Abstract

Cardenas DD, Hoffman JM, Kirshblum S, McKinley W. Etiology and incidence of rehospitalization after traumatic spinal cord injury: a multicenter analysis. Arch Phys Med Rehabil 2004;85:1757–63. Objectives To examine the frequency and reasons for rehospitalization in persons with acute traumatic spinal cord injury (SCI) during follow-up years and to examine the association between rehospitalization and demographics, neurologic category, payer sources, length of stay (LOS), discharge motor FIM instrument score, and discharge residence. Design Survey design with analysis of cross-sectional data.
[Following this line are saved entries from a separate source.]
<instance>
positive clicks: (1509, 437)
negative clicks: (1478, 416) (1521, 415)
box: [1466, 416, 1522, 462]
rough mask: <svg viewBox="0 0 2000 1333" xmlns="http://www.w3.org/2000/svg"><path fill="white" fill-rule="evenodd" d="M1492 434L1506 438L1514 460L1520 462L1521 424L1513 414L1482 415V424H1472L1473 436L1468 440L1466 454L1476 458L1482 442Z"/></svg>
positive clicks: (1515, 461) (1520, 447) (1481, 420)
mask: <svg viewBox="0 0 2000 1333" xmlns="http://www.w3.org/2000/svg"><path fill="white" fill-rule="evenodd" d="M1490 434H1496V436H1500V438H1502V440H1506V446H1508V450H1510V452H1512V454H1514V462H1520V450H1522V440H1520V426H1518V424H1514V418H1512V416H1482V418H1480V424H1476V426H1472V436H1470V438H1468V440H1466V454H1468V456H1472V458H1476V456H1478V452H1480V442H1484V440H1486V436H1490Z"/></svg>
Setting Model Spinal Cord Injury Systems (MSCIS) centers. Participants Data for 8668 persons with SCI from 16 MSCIS centers entered in the National Spinal Cord Injury Statistical Center database between 1995 and 2002. Interventions Not applicable. Main outcome measures MSCIS Forms I and II were used to identify the annual incidence, medical complications, and etiologies of rehospitalizations reported at 1-, 5-, 10-, 15-, and 20-year follow-ups. Results The leading cause of rehospitalization was diseases of the genitourinary system, including urinary tract infections (UTIs). Diseases of the respiratory system tended to be more likely in patients with tetraplegia (C1–8 American Spinal Injury Association [ASIA] grades A, B, C); whereas patients with paraplegia (T1-S5 ASIA grades A, B, C) were more likely to be rehospitalized for pressure ulcers. The rate of rehospitalization was significantly higher at year 1, 5, and 20 for those who were discharged to a skilled nursing facility after acute rehabilitation. Lower motor score using the FIM was predictive of rehospitalization ( P=.000). The average LOS per rehospitalization at the year-5 follow-up was approximately 12 days, which is lower than in past MSCIS reports. Conclusions Despite improvements in SCI medical management, rehospitalization rates remain high, with an increased incidence in conditions associated with the genitourinary system (including UTIs), respiratory complications (including pneumonia), and diseases of the skin (including pressure ulcers). Acutely injured patients need close follow-up to reduce morbidity and rehospitalizations.